Fortunately, the development of technology that could automate, manipulate and monitor basic equipment, such as switches, capacitors and relays, began in the late 1980s. This technology is reaching the stage of deployment at a time when it will be a major player in the solution.
The technology is a highly intelligent combination of high-speed communications,information technology and process competency. Together, it forms a fast and reliable decision-making system to predict, prevent and mitigate disturbances.
Many years ago, Bonneville Power Authority (BPA) developed a monitoring system called the phasor measurement unit (PMU). It monitors voltage and current phase angles, which can be used to predict developing instability. Initially, the Western Electric Coordinating Council (WECC) and EPRI deployed the PMU as a real-time wide-area monitoring system (WAMS) with 21 PMUs at six utilities. Last year, there were 60 PMUs installed on eight utility systems with phasor data concentrators at control centers belonging to WECC members.
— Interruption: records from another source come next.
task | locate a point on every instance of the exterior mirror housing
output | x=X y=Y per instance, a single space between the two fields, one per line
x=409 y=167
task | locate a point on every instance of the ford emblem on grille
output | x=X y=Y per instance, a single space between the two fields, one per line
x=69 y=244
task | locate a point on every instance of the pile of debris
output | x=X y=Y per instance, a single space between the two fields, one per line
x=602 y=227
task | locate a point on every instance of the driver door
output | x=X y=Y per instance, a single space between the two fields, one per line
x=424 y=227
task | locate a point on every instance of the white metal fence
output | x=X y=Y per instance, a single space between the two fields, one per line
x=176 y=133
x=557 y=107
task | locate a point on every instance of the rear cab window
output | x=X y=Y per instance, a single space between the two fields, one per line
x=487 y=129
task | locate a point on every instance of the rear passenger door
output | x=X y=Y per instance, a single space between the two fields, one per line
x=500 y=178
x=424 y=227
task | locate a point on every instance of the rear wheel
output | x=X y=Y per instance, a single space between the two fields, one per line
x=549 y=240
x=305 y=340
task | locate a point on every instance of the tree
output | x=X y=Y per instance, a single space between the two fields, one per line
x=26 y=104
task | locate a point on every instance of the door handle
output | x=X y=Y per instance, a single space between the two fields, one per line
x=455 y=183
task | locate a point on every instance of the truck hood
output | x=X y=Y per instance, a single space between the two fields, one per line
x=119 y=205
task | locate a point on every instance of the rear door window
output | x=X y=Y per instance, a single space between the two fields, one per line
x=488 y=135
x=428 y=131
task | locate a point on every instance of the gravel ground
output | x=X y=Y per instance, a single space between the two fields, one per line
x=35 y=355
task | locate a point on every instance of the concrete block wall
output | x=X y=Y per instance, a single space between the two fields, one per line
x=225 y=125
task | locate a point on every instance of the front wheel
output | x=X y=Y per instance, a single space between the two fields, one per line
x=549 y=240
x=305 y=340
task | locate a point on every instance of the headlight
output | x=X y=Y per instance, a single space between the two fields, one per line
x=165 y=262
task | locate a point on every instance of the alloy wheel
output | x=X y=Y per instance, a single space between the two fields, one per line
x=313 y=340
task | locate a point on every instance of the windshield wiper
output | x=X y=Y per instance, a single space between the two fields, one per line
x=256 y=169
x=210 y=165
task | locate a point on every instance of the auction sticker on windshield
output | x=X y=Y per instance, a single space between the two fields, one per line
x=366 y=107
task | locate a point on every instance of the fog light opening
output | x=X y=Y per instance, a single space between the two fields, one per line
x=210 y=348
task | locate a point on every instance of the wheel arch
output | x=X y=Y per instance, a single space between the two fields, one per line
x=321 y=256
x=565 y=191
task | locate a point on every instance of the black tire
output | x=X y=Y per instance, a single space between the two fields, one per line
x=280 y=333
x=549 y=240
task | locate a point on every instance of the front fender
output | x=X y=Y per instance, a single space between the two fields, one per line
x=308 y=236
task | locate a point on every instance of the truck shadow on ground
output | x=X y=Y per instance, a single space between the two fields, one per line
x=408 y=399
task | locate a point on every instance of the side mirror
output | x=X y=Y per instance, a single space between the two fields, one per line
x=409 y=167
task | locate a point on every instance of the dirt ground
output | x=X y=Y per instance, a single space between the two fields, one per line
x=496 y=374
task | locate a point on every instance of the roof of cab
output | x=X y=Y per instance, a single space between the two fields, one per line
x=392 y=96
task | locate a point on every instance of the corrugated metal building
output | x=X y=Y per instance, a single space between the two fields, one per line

China started deploying WAMSs in 2002. Dr. Christian Rehtanz, ABB China vice president and director of corporate research, says that China is currently doing some of the most advanced work in this field developing applications to interpret basic PMU data. Today, China has installed 10 central computers with 200 to 300 PMUs in five regional and five provincial power systems. According to Rehtanz, the challenge facing researchers is to develop methods to analyze the millions of data points from the WAMS. The Eastern Interconnection Phasor Project (EIPP) is another PMU system that has deployed about 75 PMUs. EIPP is a Department of Energy (DOE) and Consortium for Electric Reliability Technology Solutions (CERTS) initiative that started in October 2003.
The 2003 blackout
The August 2003 blackout affected 10 million people in Canada and 40 million people in northeastern United States. Outage-related financial losses were estimated at approximately US$6 billion.
Robert Cummings, director of events analysis and information exchange for the North American Electric Reliability Council (NERC), reviewed some PMUs and other data from just prior to and during the August 2003 outage. Bus frequencies showed a fluctuation, and phase angles seen in Ohio and Michigan began to diverge from each other hours before the outage. He found that the phase angles continued to diverge from each other, indicating that stress was building on the interconnection.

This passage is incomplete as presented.